The repro steps with Pithos is just to run it and when you see a song in the UI queue skips, that is when to look at the opensnitch event viewer for a request denial. If the server is in the exception list already, that is the repro. But it seems to happen with all apps I tried, VMWare, Pithos and Firefox.
To clarify what I meant by a song skip, that is when a song that is shown to be played next in the UI doesn't play. Instead, it is dropped and another will load after that and start playing because a request to the server was denied. An important note is that behavior also occurs when the server isn't in the exception list yet.
Thank you very much for the lists @Techtonictools !
I've realized that you're using the same directory of blocking lists in several rules, to apply it to different apps. It makes a lot of sense, but I didn't even think in that use case... I'll try to reproduce again with your rules.
Edit: ~but I didn't even think in that use case..~
sorry, lists work per-rule. A rule can have multiple lists (distributed in several files in the same directory), and only non-repeated domains will be loaded for that rule. So the same dir of lists should work just fine with several rules. The only downside is that the lists will be loaded in memory several times.
sorry @Techtonictools , I've tried to reproduce it with your rules and your list of domains, but it works fine for me using firefox.
I'd have liked to test it with Pithos, but Pandora is not available in Europe. Anyways, I think I can mimik the use case with spotify or rhythmbox
sorry @Techtonictools , I've tried to reproduce it with your rules and your list of domains, but it works fine for me using firefox.

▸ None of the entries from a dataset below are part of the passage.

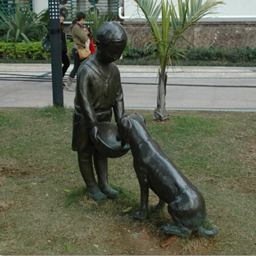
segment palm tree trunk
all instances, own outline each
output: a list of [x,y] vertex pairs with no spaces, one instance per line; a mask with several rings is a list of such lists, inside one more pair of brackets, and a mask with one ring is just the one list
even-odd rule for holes
[[163,68],[159,74],[158,86],[157,87],[157,107],[155,110],[154,120],[163,121],[168,119],[168,116],[165,110],[165,95],[166,94],[166,83],[167,81],[167,73]]

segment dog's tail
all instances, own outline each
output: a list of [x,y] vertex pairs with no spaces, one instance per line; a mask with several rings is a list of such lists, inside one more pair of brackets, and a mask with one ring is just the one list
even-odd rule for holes
[[216,227],[213,227],[211,230],[207,230],[204,228],[202,227],[200,227],[198,229],[198,231],[203,233],[209,237],[215,236],[218,235],[219,233],[218,229]]

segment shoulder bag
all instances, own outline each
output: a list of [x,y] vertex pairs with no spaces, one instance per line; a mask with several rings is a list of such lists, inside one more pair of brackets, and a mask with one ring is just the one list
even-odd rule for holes
[[74,46],[77,50],[77,53],[79,55],[79,58],[80,60],[84,60],[92,53],[92,52],[90,49],[86,45],[85,46],[85,47],[84,49],[82,50],[78,49],[76,44],[75,43],[74,43]]

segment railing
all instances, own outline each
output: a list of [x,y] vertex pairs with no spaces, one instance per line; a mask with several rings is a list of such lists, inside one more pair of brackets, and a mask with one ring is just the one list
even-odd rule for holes
[[68,21],[75,19],[78,12],[94,8],[99,13],[108,12],[117,15],[119,0],[60,0],[60,5],[66,15],[65,21]]
[[[7,15],[15,13],[17,4],[15,2],[14,0],[0,0],[0,11]],[[24,0],[23,2],[29,4],[30,10],[33,11],[32,0]]]

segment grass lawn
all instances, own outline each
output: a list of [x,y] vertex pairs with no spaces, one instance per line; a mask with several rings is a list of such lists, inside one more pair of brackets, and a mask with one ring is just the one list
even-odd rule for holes
[[[136,112],[127,110],[126,113]],[[71,149],[73,109],[0,108],[0,255],[252,255],[256,252],[256,113],[138,110],[164,151],[201,191],[219,229],[159,244],[167,207],[139,209],[130,152],[109,159],[117,199],[90,199]],[[150,193],[149,203],[157,203]]]

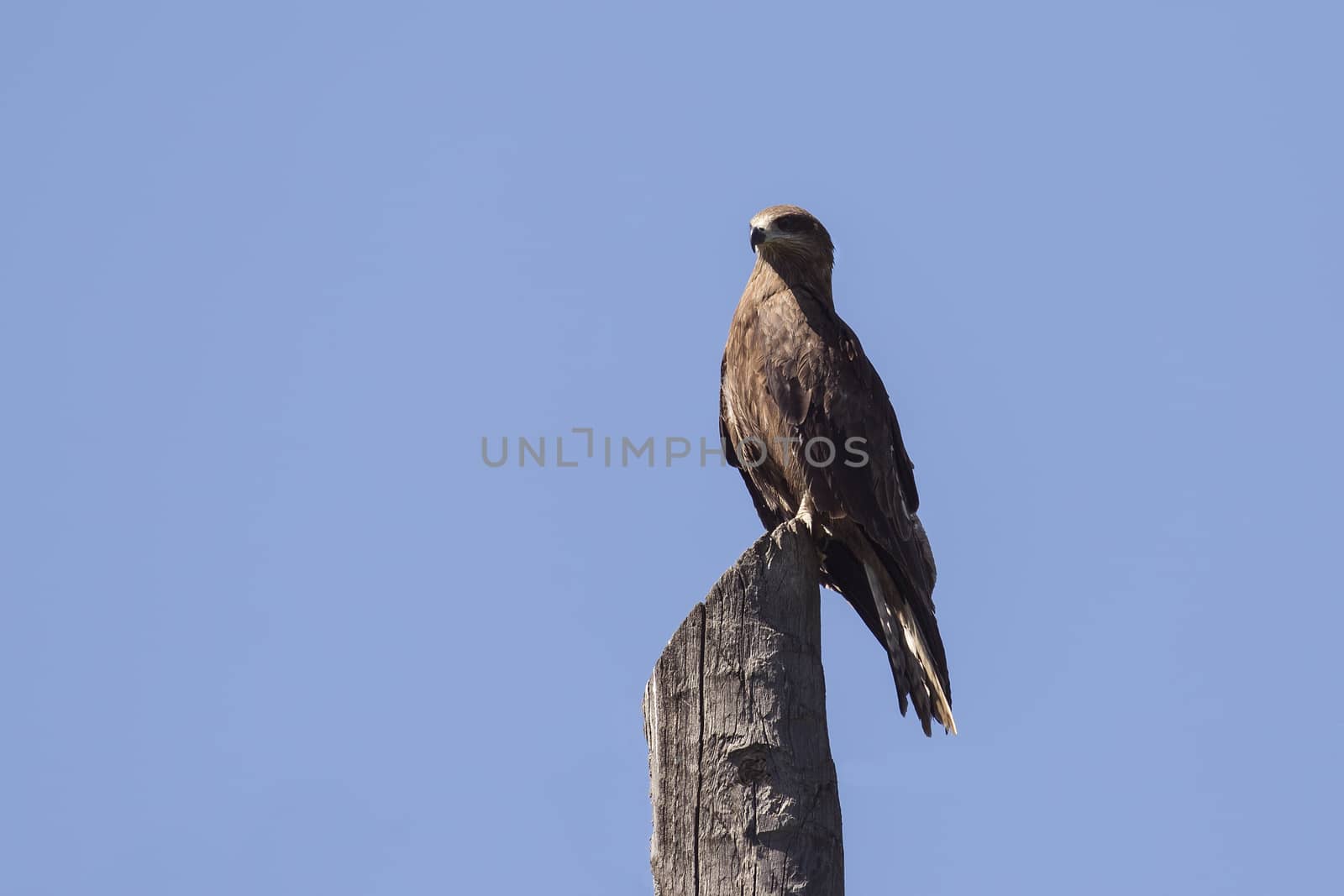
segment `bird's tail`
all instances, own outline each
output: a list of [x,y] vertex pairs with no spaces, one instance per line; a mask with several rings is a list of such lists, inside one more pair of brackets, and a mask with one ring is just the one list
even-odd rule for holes
[[937,623],[933,631],[921,631],[918,615],[896,587],[887,570],[871,559],[863,560],[868,575],[868,588],[878,609],[878,618],[886,633],[887,657],[891,674],[896,680],[900,715],[906,715],[906,693],[915,704],[915,713],[926,735],[933,733],[930,719],[937,719],[949,733],[957,733],[952,717],[952,695],[946,686],[946,672],[929,646],[929,638],[938,639]]

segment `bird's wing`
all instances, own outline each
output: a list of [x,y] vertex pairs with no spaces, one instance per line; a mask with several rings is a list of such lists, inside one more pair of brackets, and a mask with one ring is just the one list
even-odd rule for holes
[[[813,439],[827,439],[835,446],[833,462],[801,463],[813,502],[820,512],[857,525],[876,549],[899,590],[899,596],[888,596],[909,607],[910,622],[926,647],[914,653],[927,654],[929,672],[937,676],[950,701],[948,661],[934,618],[937,571],[915,516],[919,494],[914,465],[891,399],[859,337],[827,304],[804,293],[797,296],[794,308],[797,312],[786,304],[773,306],[758,317],[770,399],[792,427],[790,435],[798,439],[800,449],[805,450]],[[860,447],[866,459],[860,462],[848,446]],[[818,446],[812,457],[825,459],[824,447]],[[892,643],[890,634],[887,643],[898,661],[900,645]],[[923,660],[919,662],[925,665]]]

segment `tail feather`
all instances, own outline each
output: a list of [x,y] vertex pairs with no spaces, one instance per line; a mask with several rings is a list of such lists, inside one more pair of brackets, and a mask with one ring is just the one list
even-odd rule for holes
[[919,630],[914,609],[895,587],[887,571],[864,559],[863,571],[868,578],[872,602],[886,634],[887,657],[896,681],[900,715],[906,715],[906,693],[915,704],[915,713],[926,735],[933,735],[930,719],[937,719],[949,733],[957,733],[952,716],[952,700],[942,684],[939,666]]

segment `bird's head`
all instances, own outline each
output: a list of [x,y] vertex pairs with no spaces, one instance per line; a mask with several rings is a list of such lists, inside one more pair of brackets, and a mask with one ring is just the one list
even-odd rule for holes
[[751,250],[766,262],[835,263],[835,243],[821,222],[797,206],[770,206],[751,219]]

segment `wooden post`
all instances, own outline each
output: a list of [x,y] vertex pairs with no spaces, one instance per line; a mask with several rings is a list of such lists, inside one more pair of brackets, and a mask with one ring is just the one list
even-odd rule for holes
[[656,896],[841,896],[812,539],[762,536],[672,635],[644,690]]

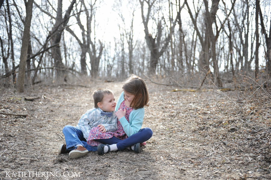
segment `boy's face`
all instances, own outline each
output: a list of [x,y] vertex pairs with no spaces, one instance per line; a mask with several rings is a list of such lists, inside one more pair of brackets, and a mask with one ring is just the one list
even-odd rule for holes
[[115,110],[116,103],[114,94],[106,94],[104,96],[101,102],[98,103],[98,106],[101,109],[106,112],[113,111]]

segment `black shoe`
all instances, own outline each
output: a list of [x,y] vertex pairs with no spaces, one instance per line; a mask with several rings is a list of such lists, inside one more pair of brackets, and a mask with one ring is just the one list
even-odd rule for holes
[[134,145],[134,151],[137,153],[140,153],[141,152],[141,149],[140,149],[140,143],[139,142]]
[[78,146],[75,149],[73,150],[69,153],[69,156],[71,159],[78,158],[84,156],[89,153],[89,150],[81,146]]
[[67,152],[66,149],[66,145],[62,144],[60,145],[60,146],[59,147],[59,149],[58,150],[58,154],[63,154],[66,152]]
[[107,147],[108,147],[108,151],[106,153],[110,151],[110,147],[109,146],[109,145],[100,144],[98,145],[98,147],[97,147],[97,151],[98,151],[98,155],[102,155],[104,154],[104,149],[105,146],[107,146]]

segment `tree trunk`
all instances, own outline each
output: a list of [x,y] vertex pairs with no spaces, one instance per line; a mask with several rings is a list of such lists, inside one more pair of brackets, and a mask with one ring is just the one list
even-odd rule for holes
[[27,56],[27,47],[30,37],[30,26],[32,18],[32,11],[34,0],[28,0],[26,7],[26,15],[24,21],[24,28],[23,34],[22,47],[20,56],[20,63],[17,82],[18,91],[19,93],[23,92],[25,75],[25,66]]
[[[261,22],[261,26],[262,28],[262,32],[264,35],[266,44],[266,53],[265,54],[265,58],[266,61],[266,70],[267,74],[269,75],[269,78],[271,77],[271,24],[270,24],[269,37],[266,31],[263,17],[263,14],[260,8],[259,8],[260,15],[260,20]],[[271,20],[270,20],[271,23]]]
[[[52,32],[55,32],[54,35],[52,35],[51,41],[52,45],[59,43],[60,42],[62,33],[69,21],[71,12],[75,2],[76,0],[73,0],[71,2],[70,6],[66,11],[64,17],[62,18],[62,0],[58,0],[55,23],[52,29]],[[65,76],[66,73],[64,69],[65,66],[62,61],[60,46],[58,45],[53,48],[52,50],[51,54],[54,60],[55,66],[56,69],[57,79],[60,80],[61,78],[63,78]]]

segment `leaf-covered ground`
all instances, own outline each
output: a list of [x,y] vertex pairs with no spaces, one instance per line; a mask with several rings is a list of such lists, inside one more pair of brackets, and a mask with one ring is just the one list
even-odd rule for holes
[[[121,82],[36,87],[23,94],[1,89],[0,112],[28,115],[0,114],[0,179],[271,178],[271,102],[264,93],[172,92],[176,87],[146,82],[142,127],[153,134],[142,152],[89,152],[76,159],[58,154],[62,128],[93,107],[96,89],[111,89],[117,99]],[[24,100],[30,96],[39,98]]]

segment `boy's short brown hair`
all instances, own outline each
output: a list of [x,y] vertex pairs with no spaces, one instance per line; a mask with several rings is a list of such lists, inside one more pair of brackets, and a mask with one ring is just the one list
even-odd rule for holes
[[105,94],[114,94],[113,92],[110,89],[99,89],[95,90],[92,94],[94,101],[94,107],[98,108],[98,103],[101,102]]

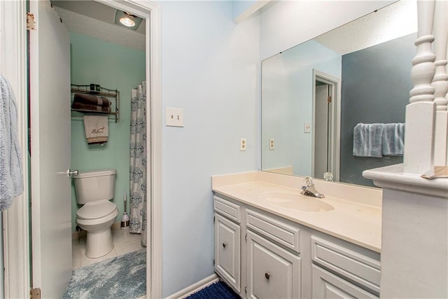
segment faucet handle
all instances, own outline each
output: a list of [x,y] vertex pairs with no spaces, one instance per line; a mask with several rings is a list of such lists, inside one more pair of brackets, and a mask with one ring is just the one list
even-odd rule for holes
[[311,176],[305,176],[303,179],[303,182],[307,185],[307,187],[314,187],[313,178]]

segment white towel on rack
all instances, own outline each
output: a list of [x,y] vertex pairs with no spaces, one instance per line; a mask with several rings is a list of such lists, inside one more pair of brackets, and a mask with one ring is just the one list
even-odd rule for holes
[[84,132],[89,144],[107,142],[109,134],[108,118],[103,116],[84,116]]
[[353,155],[382,158],[382,123],[358,123],[353,130]]
[[23,172],[18,139],[18,111],[10,84],[0,75],[0,210],[23,192]]
[[382,144],[383,155],[402,155],[405,151],[405,124],[385,123]]

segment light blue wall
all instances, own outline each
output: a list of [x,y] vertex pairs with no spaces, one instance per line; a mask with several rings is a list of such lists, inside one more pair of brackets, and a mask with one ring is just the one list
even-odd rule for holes
[[232,18],[234,19],[257,2],[258,0],[233,1]]
[[[313,69],[341,78],[341,60],[312,40],[262,62],[263,169],[292,166],[295,174],[311,174],[312,134],[303,127],[312,123]],[[274,150],[270,138],[275,140]]]
[[[120,221],[124,192],[129,198],[131,90],[145,79],[145,53],[74,33],[70,34],[70,43],[72,83],[96,83],[120,92],[120,121],[109,121],[108,141],[105,145],[88,145],[82,120],[71,120],[71,168],[117,169],[115,197],[112,202],[120,210],[116,220]],[[71,202],[74,230],[78,207],[73,183]]]
[[164,298],[214,273],[211,176],[258,169],[260,34],[256,18],[233,22],[231,1],[160,6],[164,116],[185,114],[162,129]]

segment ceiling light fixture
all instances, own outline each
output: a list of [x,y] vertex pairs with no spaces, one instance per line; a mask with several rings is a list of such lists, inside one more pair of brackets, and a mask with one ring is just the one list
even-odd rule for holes
[[141,22],[141,18],[132,15],[125,11],[117,10],[115,15],[115,23],[127,28],[136,30]]
[[135,26],[135,22],[131,20],[129,17],[122,17],[120,18],[120,22],[128,27],[133,27]]

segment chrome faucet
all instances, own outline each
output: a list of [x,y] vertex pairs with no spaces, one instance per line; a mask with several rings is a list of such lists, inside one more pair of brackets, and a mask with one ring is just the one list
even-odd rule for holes
[[303,180],[305,186],[302,186],[302,192],[300,194],[304,195],[313,196],[317,198],[323,198],[325,195],[322,193],[319,193],[314,188],[314,183],[313,183],[313,179],[311,176],[305,176]]

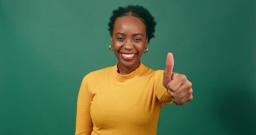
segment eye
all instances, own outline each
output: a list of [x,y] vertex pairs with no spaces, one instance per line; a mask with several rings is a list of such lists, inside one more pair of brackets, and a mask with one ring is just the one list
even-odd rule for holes
[[124,40],[124,38],[123,38],[123,37],[118,37],[116,38],[118,40]]
[[134,38],[134,40],[135,41],[140,41],[140,40],[141,40],[141,39],[140,38]]

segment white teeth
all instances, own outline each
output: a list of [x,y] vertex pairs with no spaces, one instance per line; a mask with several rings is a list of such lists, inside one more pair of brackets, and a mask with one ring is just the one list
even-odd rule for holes
[[131,58],[133,57],[134,56],[135,53],[133,54],[122,54],[124,57],[127,57],[127,58]]

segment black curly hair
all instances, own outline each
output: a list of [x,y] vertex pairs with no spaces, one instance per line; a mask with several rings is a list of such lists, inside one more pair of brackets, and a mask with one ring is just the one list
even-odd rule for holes
[[154,17],[146,8],[138,5],[130,4],[127,7],[119,7],[116,10],[113,10],[113,15],[109,19],[110,21],[108,24],[108,29],[110,35],[112,36],[114,24],[116,18],[129,15],[142,19],[142,22],[146,25],[147,42],[149,43],[150,39],[155,37],[154,33],[156,22],[154,20]]

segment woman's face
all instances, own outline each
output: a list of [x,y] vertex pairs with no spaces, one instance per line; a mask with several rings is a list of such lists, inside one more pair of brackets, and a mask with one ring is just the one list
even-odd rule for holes
[[138,68],[147,45],[146,26],[141,19],[132,16],[118,17],[114,24],[111,45],[119,68]]

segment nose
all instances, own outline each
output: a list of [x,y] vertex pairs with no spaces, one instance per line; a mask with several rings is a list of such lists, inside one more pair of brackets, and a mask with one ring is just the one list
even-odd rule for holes
[[130,51],[132,48],[133,48],[133,44],[132,42],[130,41],[129,40],[127,40],[123,46],[123,47],[125,50]]

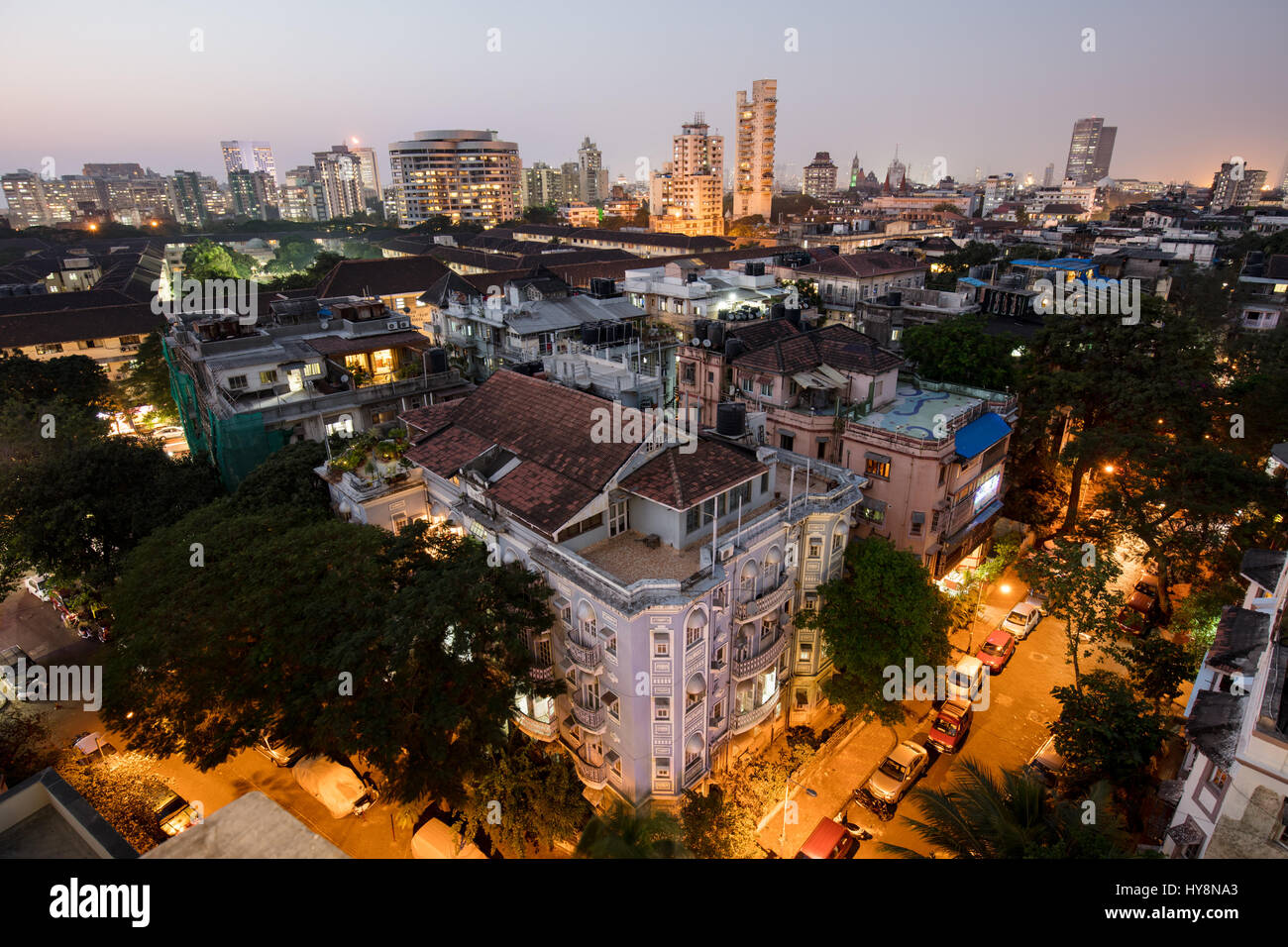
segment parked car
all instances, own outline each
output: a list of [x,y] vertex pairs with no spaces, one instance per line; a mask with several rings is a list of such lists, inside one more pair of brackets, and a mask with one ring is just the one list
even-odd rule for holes
[[295,750],[268,733],[259,734],[259,740],[255,741],[255,752],[282,769],[294,767],[304,755],[303,750]]
[[178,792],[161,799],[155,807],[157,825],[169,836],[185,832],[193,826],[201,825],[201,813],[187,799]]
[[1010,615],[1002,618],[1001,627],[1024,640],[1029,636],[1029,631],[1038,626],[1039,621],[1042,621],[1042,611],[1037,606],[1018,602]]
[[954,697],[965,701],[975,700],[975,694],[984,687],[985,674],[988,674],[988,669],[984,666],[984,662],[978,657],[967,655],[957,662],[956,667],[948,669],[947,680],[944,682],[945,697],[948,700],[953,700]]
[[930,765],[930,752],[926,747],[904,740],[890,751],[877,770],[863,787],[875,799],[895,805],[912,789],[926,767]]
[[375,786],[368,786],[349,767],[326,756],[305,756],[291,772],[295,782],[322,803],[332,818],[361,816],[377,798]]
[[41,602],[49,600],[49,576],[27,576],[23,585],[27,588],[27,591]]
[[859,841],[871,839],[872,834],[858,826],[848,825],[838,818],[822,818],[809,834],[797,858],[854,858]]
[[1158,607],[1158,599],[1153,599],[1142,591],[1132,590],[1131,595],[1127,597],[1127,602],[1118,609],[1115,622],[1122,631],[1144,635],[1158,625],[1162,617],[1163,613]]
[[1055,749],[1055,737],[1047,737],[1027,764],[1029,773],[1045,786],[1055,787],[1064,773],[1064,756]]
[[974,715],[975,711],[971,709],[970,701],[944,701],[935,722],[930,724],[930,736],[926,737],[926,743],[939,752],[957,752],[966,742]]
[[993,634],[984,639],[975,657],[988,667],[989,674],[999,674],[1014,653],[1015,635],[1005,629],[994,629]]

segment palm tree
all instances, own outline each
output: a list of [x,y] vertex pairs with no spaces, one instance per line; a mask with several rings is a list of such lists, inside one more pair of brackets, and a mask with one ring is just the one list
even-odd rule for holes
[[[956,858],[1122,858],[1130,854],[1105,782],[1078,804],[1060,800],[1021,770],[998,780],[975,760],[947,790],[918,789],[908,796],[923,818],[904,821],[936,852]],[[1090,804],[1090,805],[1088,805]],[[880,843],[887,854],[925,858],[902,845]],[[940,854],[942,853],[942,854]]]
[[578,858],[692,858],[680,843],[683,832],[674,816],[656,812],[635,816],[618,803],[581,830]]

I'd have liked to test it with Pithos, but Pandora is not available in Europe. Anyways, I think I can mimik the use case with spotify or rhythmbox
Where in the source code is the logic for determining if a request is going to be granted or denied?
First of all, rules are checked in alphabetical order.
There're 2 main points in he code to decide if a rule matches or not:
It receives a connection, and iterates over all the rules to see if any matches.
If there's a match, and the action of the rule is Deny or is a priority rule, it stop iterating and returns the rule that matched, applying the action of that rule.
I could compile a daemon with more log traces to debug all the rules operations (listing order, what rule is checked and what no, if the domain is found in the list of domains or not, etc). I can upload it here.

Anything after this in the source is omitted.